Saturday, September 19, 2009

anthony flint, "wrestling with moses: how jane jacobs took on new york's master builder and transformed the american city" book review



anthony flint's "wrestling with moses: how jane jacobs took on new york's master builder and transformed the american city" is one of those very short books with an insufferably long subtitle. it could easily have been shortened to "jacobs takes on the master builder," or some other "david versus goliath" moniker. there is no doubt that jane jacobs is the heroine of this new york city centered morality tale, and robert moses stars as the unmitigated force of evil. still, the book is well-worth reading!

robert moses was immortalized in robert caro's pulitzer prize winning "the power broker: robert moses and the fall of new york" in 1974. the huge, 1200+ page, tome painted moses and his work in unsparingly dark tones. to this day, almost 30 years after i first encountered it (in the fall of 1980), it remains one of the most powerful books i've ever read! amazingly, in all those pages, the name jane jacobs does not appear! for someone who thwarted the power broker not once, but three separate times, that's an incredible omission.

to caro's credit, he did write an entire chapter about jacobs and her connection to robert moses. but that material found itself on the cutting room floor when the final version of his book was assembled for publication. jane jacobs, at the time "the power broker" was published, was no longer simply an accidental (albeit successful) activist. she had achieved fame in her own right as author of the urban planning classic, "the death and life of great american cities." flint's book seeks to fill in the gap in the moses-jacobs story.

"wrestling with moses" is a breezy read. it ably covers the three urban planning battles they fought. it's little surprise that jacobs and her allies win all three. it's equally remarkable, in present day new york city, that anyone could have proposed the projects without being branded criminally insane. the first was a proposed 4 lane highway through washington square park, the second (tinged with more than a bit of revenge) sought to raze 14 blocks of greenwich village in the name of urban renewal, and the third - and most ludicrous of the trio - was the "lower manhattan expressway" (an 11 lane elevated superhighway that cut across soho, little italy, chinatown, and the lower east side).

while it's easy to cheer jacobs and hiss at moses, flint to his great credit, points out the danger of jacobs position. she and her husband were original urban pioneers, buying a rundown building and fixing it up. legions after them did the same thing, leading to gentrification and housing costs that were out of reach for middle class families. while jacobs proselytized about living, breathing neighborhoods, her prototypical "not in my backyard" ultimately lead to no development whatsoever. and, letting that gentrification run amok, would remove any and all affordable housing unless city planners took steps to make it available.

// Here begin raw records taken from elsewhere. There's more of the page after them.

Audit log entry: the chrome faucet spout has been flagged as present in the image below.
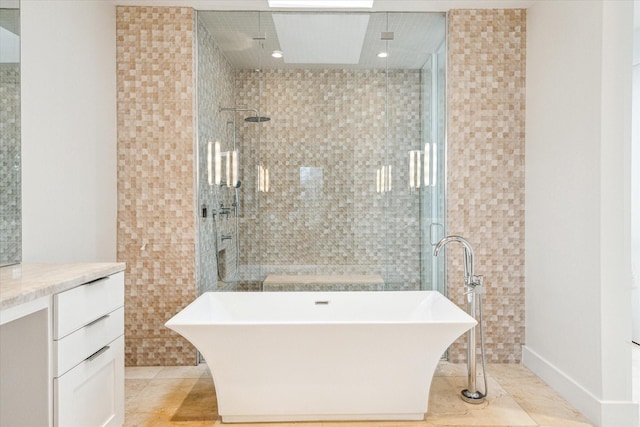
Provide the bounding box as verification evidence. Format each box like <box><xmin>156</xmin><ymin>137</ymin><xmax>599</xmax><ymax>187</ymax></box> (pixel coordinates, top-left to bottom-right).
<box><xmin>433</xmin><ymin>236</ymin><xmax>474</xmax><ymax>286</ymax></box>
<box><xmin>433</xmin><ymin>236</ymin><xmax>487</xmax><ymax>404</ymax></box>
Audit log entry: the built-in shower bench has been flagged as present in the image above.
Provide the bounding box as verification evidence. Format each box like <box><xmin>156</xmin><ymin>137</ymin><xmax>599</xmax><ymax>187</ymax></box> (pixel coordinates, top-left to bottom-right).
<box><xmin>262</xmin><ymin>274</ymin><xmax>384</xmax><ymax>292</ymax></box>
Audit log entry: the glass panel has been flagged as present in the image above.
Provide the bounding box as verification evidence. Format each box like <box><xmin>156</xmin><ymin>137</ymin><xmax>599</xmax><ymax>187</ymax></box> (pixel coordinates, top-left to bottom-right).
<box><xmin>198</xmin><ymin>12</ymin><xmax>445</xmax><ymax>291</ymax></box>
<box><xmin>0</xmin><ymin>0</ymin><xmax>22</xmax><ymax>266</ymax></box>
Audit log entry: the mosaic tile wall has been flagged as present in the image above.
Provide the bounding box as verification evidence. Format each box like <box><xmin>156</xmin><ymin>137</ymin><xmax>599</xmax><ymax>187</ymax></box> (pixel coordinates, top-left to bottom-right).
<box><xmin>447</xmin><ymin>9</ymin><xmax>526</xmax><ymax>363</ymax></box>
<box><xmin>197</xmin><ymin>15</ymin><xmax>238</xmax><ymax>295</ymax></box>
<box><xmin>236</xmin><ymin>70</ymin><xmax>421</xmax><ymax>289</ymax></box>
<box><xmin>118</xmin><ymin>7</ymin><xmax>526</xmax><ymax>365</ymax></box>
<box><xmin>0</xmin><ymin>64</ymin><xmax>22</xmax><ymax>265</ymax></box>
<box><xmin>117</xmin><ymin>7</ymin><xmax>196</xmax><ymax>366</ymax></box>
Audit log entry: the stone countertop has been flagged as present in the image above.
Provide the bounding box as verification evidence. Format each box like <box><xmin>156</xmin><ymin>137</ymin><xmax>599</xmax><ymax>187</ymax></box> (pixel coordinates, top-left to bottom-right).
<box><xmin>0</xmin><ymin>262</ymin><xmax>126</xmax><ymax>310</ymax></box>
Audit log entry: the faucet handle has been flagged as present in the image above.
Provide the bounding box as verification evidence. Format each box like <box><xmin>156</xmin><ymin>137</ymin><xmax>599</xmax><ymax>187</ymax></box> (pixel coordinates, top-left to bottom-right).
<box><xmin>464</xmin><ymin>274</ymin><xmax>484</xmax><ymax>288</ymax></box>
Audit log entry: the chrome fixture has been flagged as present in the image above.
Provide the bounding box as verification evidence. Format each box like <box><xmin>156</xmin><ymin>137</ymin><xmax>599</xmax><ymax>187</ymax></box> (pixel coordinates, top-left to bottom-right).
<box><xmin>433</xmin><ymin>236</ymin><xmax>487</xmax><ymax>404</ymax></box>
<box><xmin>220</xmin><ymin>107</ymin><xmax>271</xmax><ymax>123</ymax></box>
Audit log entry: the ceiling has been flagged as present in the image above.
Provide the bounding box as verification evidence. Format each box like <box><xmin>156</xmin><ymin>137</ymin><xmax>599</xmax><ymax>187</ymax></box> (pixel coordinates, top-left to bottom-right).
<box><xmin>115</xmin><ymin>0</ymin><xmax>536</xmax><ymax>12</ymax></box>
<box><xmin>198</xmin><ymin>11</ymin><xmax>445</xmax><ymax>69</ymax></box>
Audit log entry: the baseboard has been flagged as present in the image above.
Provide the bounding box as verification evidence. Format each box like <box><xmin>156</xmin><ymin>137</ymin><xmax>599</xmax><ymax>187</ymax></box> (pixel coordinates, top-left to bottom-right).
<box><xmin>522</xmin><ymin>346</ymin><xmax>640</xmax><ymax>427</ymax></box>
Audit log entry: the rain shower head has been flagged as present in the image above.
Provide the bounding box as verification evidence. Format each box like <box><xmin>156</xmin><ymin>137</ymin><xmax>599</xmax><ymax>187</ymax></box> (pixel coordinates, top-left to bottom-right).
<box><xmin>244</xmin><ymin>116</ymin><xmax>271</xmax><ymax>123</ymax></box>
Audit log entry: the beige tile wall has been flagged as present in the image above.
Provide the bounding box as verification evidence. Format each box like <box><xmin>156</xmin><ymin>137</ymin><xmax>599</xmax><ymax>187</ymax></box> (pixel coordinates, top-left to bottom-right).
<box><xmin>236</xmin><ymin>69</ymin><xmax>421</xmax><ymax>290</ymax></box>
<box><xmin>447</xmin><ymin>9</ymin><xmax>526</xmax><ymax>363</ymax></box>
<box><xmin>117</xmin><ymin>7</ymin><xmax>526</xmax><ymax>365</ymax></box>
<box><xmin>117</xmin><ymin>7</ymin><xmax>196</xmax><ymax>366</ymax></box>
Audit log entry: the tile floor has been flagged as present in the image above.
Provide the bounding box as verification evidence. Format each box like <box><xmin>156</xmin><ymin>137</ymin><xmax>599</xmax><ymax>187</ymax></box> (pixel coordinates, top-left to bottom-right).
<box><xmin>125</xmin><ymin>362</ymin><xmax>592</xmax><ymax>427</ymax></box>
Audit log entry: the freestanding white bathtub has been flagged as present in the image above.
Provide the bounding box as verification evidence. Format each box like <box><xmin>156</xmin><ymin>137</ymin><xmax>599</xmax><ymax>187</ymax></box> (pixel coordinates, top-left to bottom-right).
<box><xmin>166</xmin><ymin>291</ymin><xmax>476</xmax><ymax>422</ymax></box>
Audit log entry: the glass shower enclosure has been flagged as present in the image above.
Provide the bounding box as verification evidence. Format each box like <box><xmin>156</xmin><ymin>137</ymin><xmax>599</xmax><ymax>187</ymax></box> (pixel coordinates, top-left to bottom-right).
<box><xmin>197</xmin><ymin>11</ymin><xmax>446</xmax><ymax>293</ymax></box>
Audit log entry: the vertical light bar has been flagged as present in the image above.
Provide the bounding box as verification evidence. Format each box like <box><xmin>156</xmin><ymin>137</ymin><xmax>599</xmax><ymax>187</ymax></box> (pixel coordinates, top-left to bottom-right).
<box><xmin>409</xmin><ymin>150</ymin><xmax>416</xmax><ymax>188</ymax></box>
<box><xmin>264</xmin><ymin>168</ymin><xmax>269</xmax><ymax>193</ymax></box>
<box><xmin>387</xmin><ymin>165</ymin><xmax>392</xmax><ymax>191</ymax></box>
<box><xmin>207</xmin><ymin>141</ymin><xmax>214</xmax><ymax>186</ymax></box>
<box><xmin>231</xmin><ymin>150</ymin><xmax>238</xmax><ymax>187</ymax></box>
<box><xmin>424</xmin><ymin>142</ymin><xmax>431</xmax><ymax>187</ymax></box>
<box><xmin>213</xmin><ymin>141</ymin><xmax>222</xmax><ymax>185</ymax></box>
<box><xmin>431</xmin><ymin>142</ymin><xmax>438</xmax><ymax>185</ymax></box>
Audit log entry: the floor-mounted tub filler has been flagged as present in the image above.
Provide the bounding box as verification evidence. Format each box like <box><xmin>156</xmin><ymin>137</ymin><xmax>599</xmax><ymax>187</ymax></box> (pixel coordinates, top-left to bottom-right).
<box><xmin>166</xmin><ymin>291</ymin><xmax>476</xmax><ymax>422</ymax></box>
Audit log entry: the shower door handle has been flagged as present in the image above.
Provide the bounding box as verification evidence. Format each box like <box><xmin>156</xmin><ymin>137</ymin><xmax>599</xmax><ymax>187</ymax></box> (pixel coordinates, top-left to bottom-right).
<box><xmin>429</xmin><ymin>222</ymin><xmax>444</xmax><ymax>246</ymax></box>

the moses legacy today, as flint points out in the epilogue, is being reexamined, in a decidedly less harsh light, by scholars. moses was undoubtedly a bully and had way too much unchecked power. but he did create the landscape of modern new york, and new york city in particular. ignoring his last two monumental achievements, the triborough bridge and the verrazana- narrows bridge, can anyone picture new york city without lincoln center? without the united nations? without (the old) shea stadium? without the central park zoo? those are a handful of the non-transportation projects moses built.

it's a complicated story... but "wrestling with moses" presents it in a fair, even-handed way.